El Milagro cobró fuerza en Castañares, Solidaridad, Grand Bourg, Juan Pablo II y en cada barrio que tuvo un 15 de septiembre emotivo, inolvidable. Cambió la lógica: se sintieron buscados, en vez de ellos ir hacia el Milagro, el Milagro fue hacia ellos. 


Los salteños viven tiempos duros. Hay menos changas, la plata para comer rinde menos, la educación está diezmada, la droga destruye a más familias y la pobreza estructural se hace más cruel porque posterga a más generaciones. Aunque la circulación de las imágenes en camionetas fue rápida, muchos vecinos se desahogaron al verlas. En los rostros se veía una conjugación de tristeza y esperanza. Para muchos fue una fiesta;, para otros, una sanación espiritual. 


Más allá de la cuestión religiosa, los salteños necesitamos construir más unidad, una sociedad más heterogénea e inclusiva. La muestra en las barriadas puede trazar un camino. 

Foto: Javier Corbalán.


Las réplicas del Señor y la Virgen del Milagro cargan infinitas plegarias por la pandemia. Desde el año pasado están afuera de la Catedral, y en la cuarentena más estricta era común fieles conmovidos o implorando por la salud y la humanidad. 
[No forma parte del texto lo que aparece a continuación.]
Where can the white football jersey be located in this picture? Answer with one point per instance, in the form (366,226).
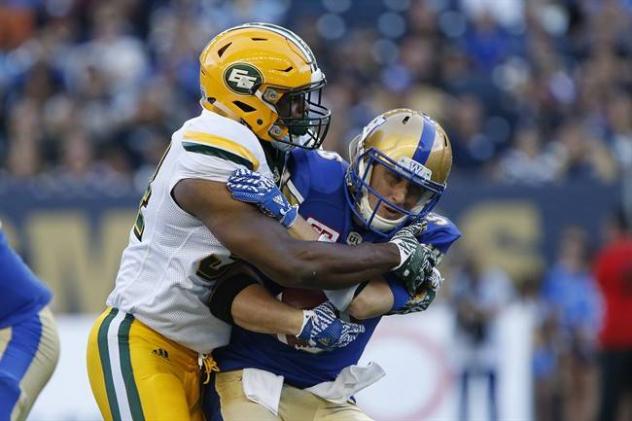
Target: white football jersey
(173,259)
En muchos debates la Iglesia Católica se aleja de una o gran parte de la sociedad. Por tramos, Cargnello cayó en eso, por ejemplo, al referirse a un solo modelo de familia. Esa parte de su discurso choca con la realidad que se vive en los barrios, donde abundan las madres solas o familias ensambladas. Muchos de ellos buscan en la fe la fuerza para afrontar tiempos difíciles. 

Cada religión tiene su dogma, es válido y respetable. Pero el Milagro siempre se caracterizó por romper esas barreras y convertirse en un acontecimiento social único. 
Por otra parte, hubo un claro y necesario mensaje de Cargnello contra el abuso a los niños “Qué decir de los niños explotados sexualmente o que, incluso, en los lugares que tendrían que ser contenidos, sufren la humillante experiencia del abuso sexual, sea en la familia, sea en las escuelas, sea en comunidades o instituciones cristianas. Perdón a los niños por ello. Perdón”, dijo. 
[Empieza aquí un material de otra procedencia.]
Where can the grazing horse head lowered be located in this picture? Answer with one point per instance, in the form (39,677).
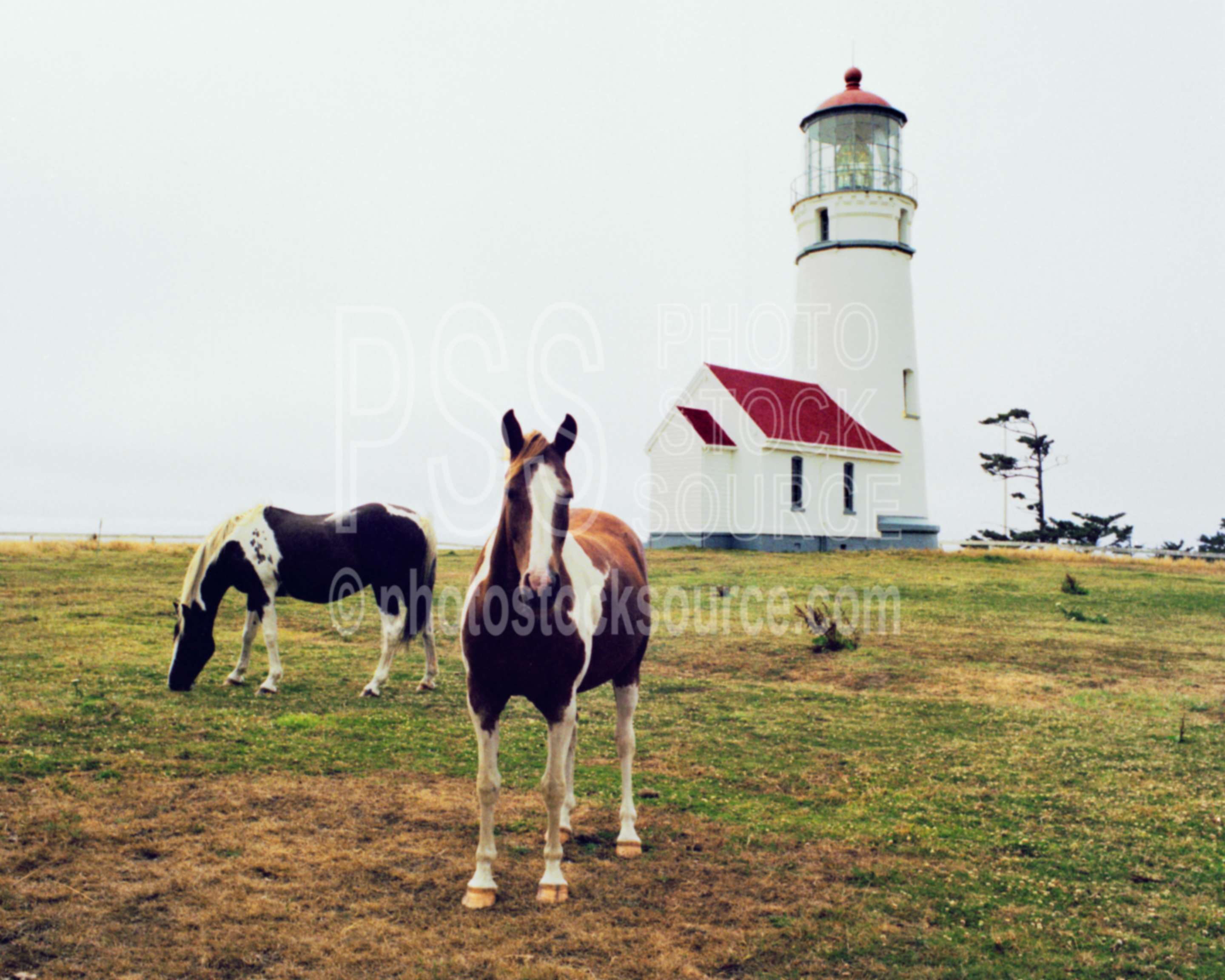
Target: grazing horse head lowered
(559,604)
(269,553)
Sin la procesión en 2020 por el coronavirus, “el prójimo” se sintió nuevamente abrazado, contenido a pocos metros de su casa. Estuvo ese accionar del buen samaritano. 


Más allá que en algunos barrios hubo aglomeración, en la procesión se logró cumplir las restricciones y protocolos que habían definido las autoridades sanitarias y la Iglesia. 
Para todos será un 2021 histórico, porque puede ser el comienzo de otra forma de celebrar el Milagro.